- Born: 17 August 1928 (age 97)
- Education: Professor of Music
- Occupations: composer, conductor, orchestrator and educator
- Mother: Anita Turpeau Anderson
- Relatives: David Turpeau (grandfather) Leontine T. Kelly (aunt)

= T. J. Anderson =

African American composer, conductor, educator

Thomas Jefferson "T.J." Anderson, Jr. (born August 17, 1928) is an American composer, conductor, orchestrator and educator.

==Early life==
Born in Coatesville, Pennsylvania, Anderson has written over 80 works ranging from operas and symphonies to choral pieces, chamber music, and band music. He has composed commissioned works for the Bill T. Jones/Arnie Zane Dance Company and cellist Yo Yo Ma.

==Education==
The beginning of his college education was at West Virginia State University. He then attended Pennsylvania State University and received his bachelor's degree there in music. Afterwards at that same school in 1951 he got his master's degree in music education. He earned a Ph.D. in composition from the University of Iowa in 1958, and was Austin Fletcher Professor of Music Emeritus at Tufts University, from 1972 to his retirement in 1990.

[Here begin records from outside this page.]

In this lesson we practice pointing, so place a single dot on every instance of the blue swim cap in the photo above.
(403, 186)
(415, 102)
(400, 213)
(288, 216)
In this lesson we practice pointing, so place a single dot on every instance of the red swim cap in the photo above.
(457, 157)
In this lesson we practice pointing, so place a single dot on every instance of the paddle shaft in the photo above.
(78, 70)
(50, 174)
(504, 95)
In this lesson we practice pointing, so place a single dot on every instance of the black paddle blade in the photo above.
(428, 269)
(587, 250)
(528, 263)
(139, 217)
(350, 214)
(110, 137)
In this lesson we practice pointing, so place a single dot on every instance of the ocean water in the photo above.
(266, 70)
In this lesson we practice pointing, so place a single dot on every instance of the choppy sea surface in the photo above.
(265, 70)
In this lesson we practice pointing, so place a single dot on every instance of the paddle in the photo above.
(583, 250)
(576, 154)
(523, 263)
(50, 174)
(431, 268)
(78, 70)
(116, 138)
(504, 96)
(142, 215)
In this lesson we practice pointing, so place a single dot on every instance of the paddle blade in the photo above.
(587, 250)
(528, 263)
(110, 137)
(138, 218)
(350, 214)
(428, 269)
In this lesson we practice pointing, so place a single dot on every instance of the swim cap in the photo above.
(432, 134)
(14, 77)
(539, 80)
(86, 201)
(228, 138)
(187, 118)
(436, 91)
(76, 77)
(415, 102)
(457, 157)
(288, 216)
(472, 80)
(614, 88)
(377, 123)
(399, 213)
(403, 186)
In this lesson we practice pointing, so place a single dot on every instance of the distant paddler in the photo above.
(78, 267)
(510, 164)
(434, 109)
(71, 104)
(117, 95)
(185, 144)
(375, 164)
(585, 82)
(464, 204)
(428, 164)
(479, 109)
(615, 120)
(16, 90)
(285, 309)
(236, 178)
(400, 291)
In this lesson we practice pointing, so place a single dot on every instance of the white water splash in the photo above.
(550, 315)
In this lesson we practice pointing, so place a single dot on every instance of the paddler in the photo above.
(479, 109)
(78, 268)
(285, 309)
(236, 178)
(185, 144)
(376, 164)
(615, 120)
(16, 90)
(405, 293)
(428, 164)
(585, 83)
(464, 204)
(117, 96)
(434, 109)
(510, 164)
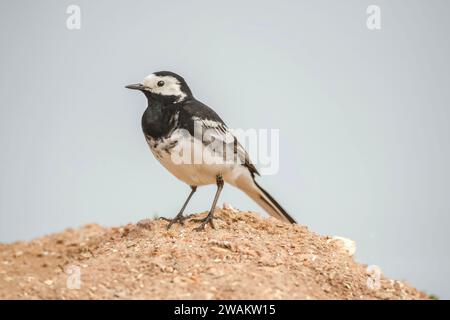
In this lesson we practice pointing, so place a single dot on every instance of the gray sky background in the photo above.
(363, 116)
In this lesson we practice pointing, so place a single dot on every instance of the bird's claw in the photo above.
(204, 221)
(178, 219)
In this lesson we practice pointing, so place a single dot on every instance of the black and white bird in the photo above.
(171, 124)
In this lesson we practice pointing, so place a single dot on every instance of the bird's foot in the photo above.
(204, 221)
(179, 218)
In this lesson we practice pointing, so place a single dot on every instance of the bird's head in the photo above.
(164, 86)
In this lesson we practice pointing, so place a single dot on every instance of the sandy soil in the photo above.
(245, 257)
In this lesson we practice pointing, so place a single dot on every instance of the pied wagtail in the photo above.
(169, 124)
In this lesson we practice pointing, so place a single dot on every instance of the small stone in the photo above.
(48, 282)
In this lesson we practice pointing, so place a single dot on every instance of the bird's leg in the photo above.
(209, 218)
(179, 218)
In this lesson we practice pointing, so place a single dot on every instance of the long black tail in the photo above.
(267, 202)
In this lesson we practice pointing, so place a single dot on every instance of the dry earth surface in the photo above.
(245, 257)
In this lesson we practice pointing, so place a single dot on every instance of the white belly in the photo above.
(188, 160)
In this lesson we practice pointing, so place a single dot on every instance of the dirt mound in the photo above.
(245, 257)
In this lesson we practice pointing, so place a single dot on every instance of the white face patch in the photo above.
(164, 85)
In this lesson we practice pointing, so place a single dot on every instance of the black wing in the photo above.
(195, 113)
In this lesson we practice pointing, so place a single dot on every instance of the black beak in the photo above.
(136, 86)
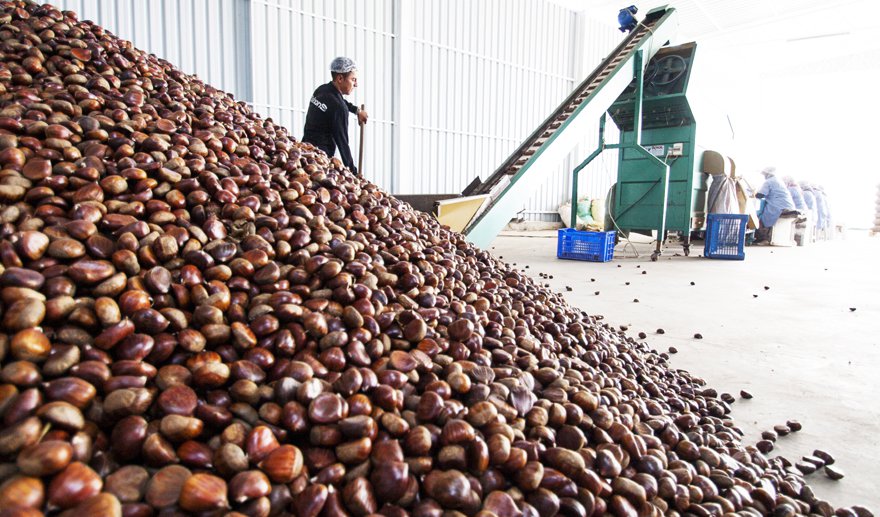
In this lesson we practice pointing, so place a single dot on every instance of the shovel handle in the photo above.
(361, 150)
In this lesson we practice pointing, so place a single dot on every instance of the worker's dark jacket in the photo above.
(327, 123)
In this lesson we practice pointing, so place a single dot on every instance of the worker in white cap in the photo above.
(327, 118)
(797, 195)
(777, 200)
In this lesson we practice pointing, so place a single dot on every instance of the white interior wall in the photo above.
(452, 86)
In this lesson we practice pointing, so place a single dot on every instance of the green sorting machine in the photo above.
(659, 184)
(646, 197)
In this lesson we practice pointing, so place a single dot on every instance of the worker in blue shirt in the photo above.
(777, 198)
(777, 201)
(824, 216)
(810, 202)
(797, 194)
(327, 117)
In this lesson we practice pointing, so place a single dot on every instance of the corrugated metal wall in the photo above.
(209, 38)
(293, 44)
(485, 74)
(452, 86)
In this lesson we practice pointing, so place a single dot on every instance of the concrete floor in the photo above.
(797, 347)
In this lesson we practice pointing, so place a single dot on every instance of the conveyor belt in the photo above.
(495, 213)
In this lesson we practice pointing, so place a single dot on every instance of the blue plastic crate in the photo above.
(725, 236)
(591, 246)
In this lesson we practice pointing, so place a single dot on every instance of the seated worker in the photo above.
(810, 202)
(822, 207)
(777, 202)
(797, 194)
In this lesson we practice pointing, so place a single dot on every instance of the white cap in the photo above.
(342, 65)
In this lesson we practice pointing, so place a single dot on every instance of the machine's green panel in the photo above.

==Work and musical influence==
Anderson worked at Langston University in Langston, Oklahoma, as a music professor from 1958 to 1963. There, he became the chair of the music department. He was professor of music at Tennessee State University from 1963 to 1969. While there, he was named composer in residence with the Atlanta Symphony Orchestra. He had a three-year tenure with the Atlanta Symphony Orchestra from 1968 to 1971.

During the period of time he spent with the Atlanta Symphony Orchestra, Anderson orchestrated Scott Joplin's opera, Treemonisha, originally written in 1911. In 1972, Joplin's opera appeared on stage in full for the very first time. The first opera that Anderson wrote was Soldier Boy. This work was based on a libretto by Leon Forrest, who was a good friend of Anderson. Soldier Boy was commissioned by Indiana University. After it, came other works, such as Walker which was about David Walker, an anti-slavery activist.

In 1972, Anderson was hired as a professor of music and department chair at Tufts University in Medford, Massachusetts, where he worked until 1990.

In 2002, the Cantata Singers and Ensemble commissioned Anderson to create an oratorio Slavery Documents 2. The work was based on Donald Sur's Slavery Documents and Loren Schweininger's The Southern Debate Over Slavery.

Anderson also taught at institutions in France, Brazil, Switzerland, Italy, and Germany.

==Awards and honors==
In 1983, he was awarded an honorary Doctor of Music degree by the College of the Holy Cross in Worcester, Massachusetts. In 2005, he was awarded an honorary Doctor of Music degree by Bates College in Lewiston, Maine. In 2007, Tufts University awarded him an honorary Doctor of Music.

==Family==
Anderson has three children: Janet, Anita, and Thomas J. Anderson, III (who also goes by "T.J."), is a poet and professor of English at Hollins University in Roanoke, Virginia. The younger Anderson is married to Pauline Kaldas, a poet, author, and fellow English professor at Hollins University.

==Unitarian Universalism==
Anderson served from 1986 to 1991 on the commission that produced Singing the Living Tradition, a hymnal published by the Unitarian Universalist Association in 1993. He is a member of the U.U. congregation at Chapel Hill, North Carolina.